Firefighters sift through rubble at a burned home that was destroyed by a massive explosion and fire Sept. 10, 2010 in San Bruno
Firefighters sift through rubble at a burned home that was destroyed by a massive explosion and fire Sept. 10, 2010 in San Bruno
The utility's own risk assessment of gas main just north of section that exploded called for repairs--in 2013

Updated at 6:18 p.m.

As early as 2007, Pacific Gas & Electric Company officials considered a portion of the gas main that ruptured and triggered the deadly San Bruno blaze on Thursday to be at "unacceptably" high risk for failure, according to documents obtained by The Bay Citizen.

The documents raise new questions about the extent of PG&E's responsibility for the biggest disaster in the utility's 105-year history in California that left 6 dead and 37 homes burned to the ground in the Crestmoor neighborhood.

The utility company had planned to repair by 2013 a 7,481-foot long section of pipe, which it deemed—based on internal risk assessments made in 2007 — one of PG&E's "top 100 highest risk line sections."

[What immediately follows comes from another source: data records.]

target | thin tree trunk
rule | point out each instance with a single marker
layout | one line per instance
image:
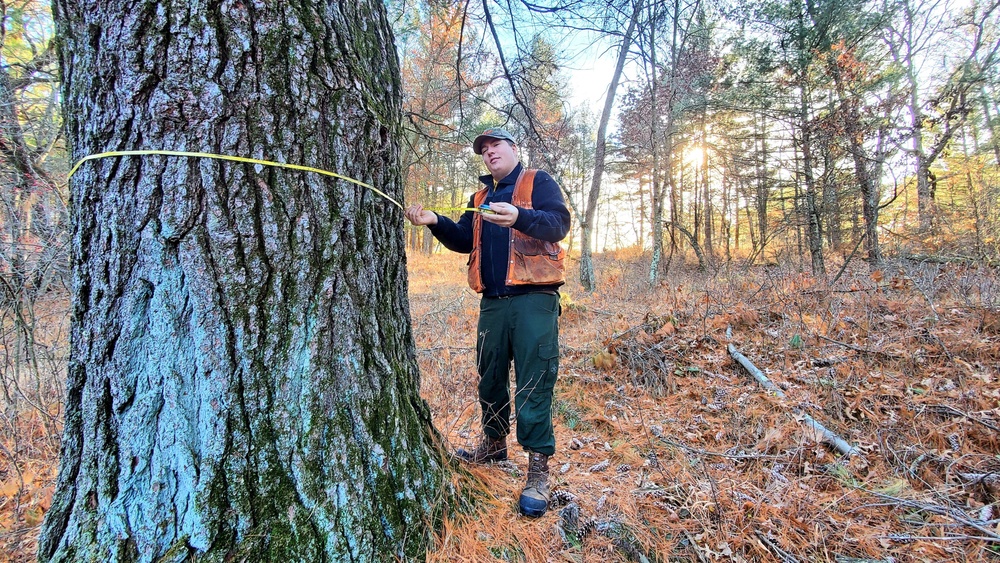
(242, 383)
(587, 278)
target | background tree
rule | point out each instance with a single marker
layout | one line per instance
(242, 382)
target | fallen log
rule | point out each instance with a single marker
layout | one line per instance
(831, 437)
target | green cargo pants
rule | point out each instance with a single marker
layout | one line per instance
(523, 329)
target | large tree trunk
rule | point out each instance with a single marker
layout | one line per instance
(242, 384)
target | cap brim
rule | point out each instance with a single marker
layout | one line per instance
(477, 144)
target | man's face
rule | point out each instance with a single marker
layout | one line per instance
(500, 157)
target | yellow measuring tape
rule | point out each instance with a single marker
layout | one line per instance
(232, 159)
(247, 160)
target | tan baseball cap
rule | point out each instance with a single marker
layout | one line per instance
(491, 133)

The break was just 2.8 miles south of the section of the pipe that was deemed to be high risk, according to the California Public Utilities Commission and PG&E officials.

Ed Salas, senior vice president of engineering and operations at PG&E, said he could not comment on the condition of the pipe that ruptured, citing the ongoing probe by the National Transportation Safety Board. He characterized the high-risk section as "physically well north of the section that failed."

"We had no way to anticipate what occurred here," said Salas. "We would never leave a hazardous situation in place if one exists."

But residents living near the line have long complained of gas leaks. And experts said that even if the 7,481-foot-long stretch slated for repair did not include the location of the rupture, there has been ample evidence that the pipe -- a 30-inch high-pressure steel line that carries gas from the South Bay to near San Francisco -- is showing its age.

"It's kind of startling evidence," said Kofi Inkabi, a researcher at the UC Berkeley Center for Catastrophic Risk Management. "But it's not surprising."

Inkabi said that the pipes usually have a lifespan of 30 to 50 years, and sections of pipeline are typically manufactured at the same steel factory and subjected to the same standards of operation and maintenance.

"These pipes are series systems with high correlation," Inkabi said. "If one section of the pipe was degrading to the point where they're saying there's a high likelihood, high consequence of concern, I wouldn't be surprised if other sections of that pipeline were also of concern."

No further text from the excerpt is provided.